Fe³⁺, NIR light and thermal responsive triple network composite hydrogel with multi-shape memory effect

Recently, artificial intelligence has driven the development of shape memory hydrogels (SMHs) with complicated environmental sensitive abilities. However, current SMHs possess fundamental limitations in terms of their responsive performance and mechanical properties, which severely limits their practical applications. Herein, a triple-network composite hydrogel with Fe³⁺, NIR light, and thermal responsive abilities is fabricated and developed as multi-SMHs, named as PDA/CMC-Fe³⁺/PVA hydrogel. In this hydrogel system, the interpenetrating triple network are formed by chemically-physically co-crosslinked polyvinyl alcohol (PVA) networks, and physically crosslinked carboxymethyl cellulose (CMC)-Fe³⁺ network.

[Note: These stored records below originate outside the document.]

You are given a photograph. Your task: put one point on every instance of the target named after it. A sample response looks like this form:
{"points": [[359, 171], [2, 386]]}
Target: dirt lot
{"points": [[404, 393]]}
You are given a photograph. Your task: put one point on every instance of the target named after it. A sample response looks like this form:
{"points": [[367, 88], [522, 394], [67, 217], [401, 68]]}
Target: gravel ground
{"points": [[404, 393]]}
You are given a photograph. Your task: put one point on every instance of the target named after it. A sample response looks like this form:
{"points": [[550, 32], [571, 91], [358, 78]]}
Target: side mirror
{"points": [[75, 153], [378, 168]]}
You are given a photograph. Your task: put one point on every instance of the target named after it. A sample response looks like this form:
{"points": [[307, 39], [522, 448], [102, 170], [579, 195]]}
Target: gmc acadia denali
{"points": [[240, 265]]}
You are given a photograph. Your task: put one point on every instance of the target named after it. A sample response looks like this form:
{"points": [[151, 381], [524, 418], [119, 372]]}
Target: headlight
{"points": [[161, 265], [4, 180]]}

In addition, polydopamine (PDA), which is introduced into the hydrogel system by in-situ polymerization way, could not only serve as an energy converter to endow the hydrogel with NIR-based responsive ability, but also enhance its mechanical strength. Remarkably, the as-prepared PDA/CMC-Fe³⁺/PVA hydrogels with the optimized compositions exhibit relatively excellent mechanical properties (tensile strength = 163.48 ± 10.42 kPa, elastic modulus = 45.42 ± 3.96 kPa, toughness = 165.02 ± 7.01 kJ/m³) due to the synergistic effect of the triple-network and PDA doping. Moreover, the composition of the hydrogel is optimized to realize a stable temporary shape and rapid recovery to the permanent shape, which is controlled by Fe³⁺, NIR irradiation, and thermal stimulus. The resultant hydrogels exhibit not only multi-stimulus responsive abilities, but also programmable multi-shape memory properties. The versatile shape memory properties endow potential for the materials to be used in the field of artificial intelligence.